I love the cover as well. It is perfect for the Touch. I think I'm going to contact DecalGirl and see if they will send me a new one. I lifted the skin last night and tried to get it to line up, but it wouldn't. I have applied skins to all of my Kindles and never had an issue with the way they were cut, but when I center it over the Home button the part around the screen edge overlaps and doesn't reach the outside edge. It is driving me crazy because I figured it would be easy without the keyboard.


----------



## Kathy (Nov 5, 2008)

I emailed DecalGirls about the skin. I'm sure they will replace it. Once I get it I'll reskin and see if I like it better.


----------



## cagnes (Oct 13, 2009)

Kathy said:


> I emailed DecalGirls about the skin. I'm sure they will replace it. Once I get it I'll reskin and see if I like it better.


Good luck! Love the look of my skinned KT & lighted case!


----------



## Toby (Nov 25, 2008)

I love the brightness of the light. It's also easier than the K3 lighted cover to pull out the light. On the K3 cover, I have to yank out the light to use.


----------



## history_lover (Aug 9, 2010)

Toby said:


> I love the brightness of the light. It's also easier than the K3 lighted cover to pull out the light. On the K3 cover, I have to yank out the light to use.


It is easier to pop the light out but I am disappointed with the KT lighted cover. The way the light is designed, if I tilt my Kindle back even slightly, the light shines in my eyes and distracts me. I have to hold it completely upright so I can no longer read by resting it on a pillow because that tilts it back too much. My K3/Keyboard lighted cover never did this.

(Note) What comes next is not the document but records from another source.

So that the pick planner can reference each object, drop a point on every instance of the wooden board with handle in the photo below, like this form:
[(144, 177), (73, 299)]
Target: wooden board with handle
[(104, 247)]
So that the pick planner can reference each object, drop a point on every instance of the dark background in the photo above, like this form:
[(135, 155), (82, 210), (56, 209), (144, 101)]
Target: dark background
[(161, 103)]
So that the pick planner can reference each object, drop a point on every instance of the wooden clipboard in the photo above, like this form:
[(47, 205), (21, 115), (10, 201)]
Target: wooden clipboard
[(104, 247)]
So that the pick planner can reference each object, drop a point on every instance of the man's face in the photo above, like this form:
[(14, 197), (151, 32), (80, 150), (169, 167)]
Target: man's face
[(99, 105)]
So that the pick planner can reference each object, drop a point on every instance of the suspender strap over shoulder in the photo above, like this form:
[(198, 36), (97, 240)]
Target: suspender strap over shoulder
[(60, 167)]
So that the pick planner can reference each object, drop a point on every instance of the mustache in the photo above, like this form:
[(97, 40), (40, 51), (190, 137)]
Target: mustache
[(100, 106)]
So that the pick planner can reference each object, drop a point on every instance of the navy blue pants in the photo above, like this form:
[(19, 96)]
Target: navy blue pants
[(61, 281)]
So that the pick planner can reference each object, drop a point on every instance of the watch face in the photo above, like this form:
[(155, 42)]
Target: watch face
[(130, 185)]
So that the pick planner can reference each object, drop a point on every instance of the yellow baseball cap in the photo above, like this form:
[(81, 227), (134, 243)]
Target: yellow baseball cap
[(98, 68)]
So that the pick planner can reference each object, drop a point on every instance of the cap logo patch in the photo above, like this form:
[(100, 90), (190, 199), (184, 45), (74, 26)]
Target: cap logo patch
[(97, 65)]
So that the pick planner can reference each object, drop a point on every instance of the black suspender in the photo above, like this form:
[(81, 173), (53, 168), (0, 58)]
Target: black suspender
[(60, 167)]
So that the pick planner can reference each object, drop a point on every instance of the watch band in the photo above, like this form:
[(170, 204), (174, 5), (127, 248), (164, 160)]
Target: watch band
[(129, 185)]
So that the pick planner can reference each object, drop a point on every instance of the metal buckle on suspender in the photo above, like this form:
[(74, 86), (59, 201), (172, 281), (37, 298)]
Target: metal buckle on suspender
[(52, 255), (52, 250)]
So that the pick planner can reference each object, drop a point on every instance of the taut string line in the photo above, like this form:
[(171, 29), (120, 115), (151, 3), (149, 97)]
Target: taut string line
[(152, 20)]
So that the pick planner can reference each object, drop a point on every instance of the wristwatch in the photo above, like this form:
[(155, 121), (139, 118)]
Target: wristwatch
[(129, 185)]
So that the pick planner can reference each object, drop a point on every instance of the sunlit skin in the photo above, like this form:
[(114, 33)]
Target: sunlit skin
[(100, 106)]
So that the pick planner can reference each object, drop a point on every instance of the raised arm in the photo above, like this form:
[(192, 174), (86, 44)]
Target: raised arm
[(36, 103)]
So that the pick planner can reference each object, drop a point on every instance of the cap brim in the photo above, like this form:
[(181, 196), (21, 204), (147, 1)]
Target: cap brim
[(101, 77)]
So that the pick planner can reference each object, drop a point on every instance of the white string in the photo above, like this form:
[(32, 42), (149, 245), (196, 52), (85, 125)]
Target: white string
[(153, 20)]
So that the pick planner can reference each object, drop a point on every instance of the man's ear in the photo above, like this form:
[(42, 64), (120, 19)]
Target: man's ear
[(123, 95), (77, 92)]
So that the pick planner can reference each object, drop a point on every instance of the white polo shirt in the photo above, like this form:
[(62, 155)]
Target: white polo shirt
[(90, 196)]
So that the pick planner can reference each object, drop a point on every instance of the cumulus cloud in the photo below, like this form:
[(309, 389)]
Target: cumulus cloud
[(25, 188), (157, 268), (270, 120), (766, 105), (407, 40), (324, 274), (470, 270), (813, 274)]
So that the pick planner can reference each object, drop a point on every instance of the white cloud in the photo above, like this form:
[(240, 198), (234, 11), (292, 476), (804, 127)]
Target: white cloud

Getting a different cover isn't an option though - I'm in the UK where the Touch isn't even available, I got it while visiting family back home in the US for Christmas. I maybe could have gotten something else while still there but I think I would find a clip on light even more annoying - I'm hooked on the convenience of the retractable built in light. I just feel like someone didn't put full thought and consideration into the design of this one. Has anyone else felt like this? I did a search and couldn't find any mention of it - is it just me?


----------



## KimberlyinMN (Dec 30, 2009)

I am contemplating using a little piece of black electrical tape (or black duct tape) to try to make a little "hood" for the light. I agree that the light shines in my eyes if I don't have the Kindle tilted just right.



history_lover said:


> It is easier to pop the light out but I am disappointed with the KT lighted cover. The way the light is designed, if I tilt my Kindle back even slightly, the light shines in my eyes and distracts me. I have to hold it completely upright so I can no longer read by resting it on a pillow because that tilts it back too much. My K3/Keyboard lighted cover never did this.


----------



## Toby (Nov 25, 2008)

The light bothered my eyes the first few times I used it, but now it doesn't. Maybe, I am holding it at the right angle now when lying down. When I sit up, it's perfect. I like that it's brighter than the K3 cover's light, & so much easier to pull out. Hopefully, the next generation will correct this problem, but not cause the typical glare from the bulb that you get using book lights.


----------



## history_lover (Aug 9, 2010)

KimberlyinMN said:


> I am contemplating using a little piece of black electrical tape (or black duct tape) to try to make a little "hood" for the light. I agree that the light shines in my eyes if I don't have the Kindle tilted just right.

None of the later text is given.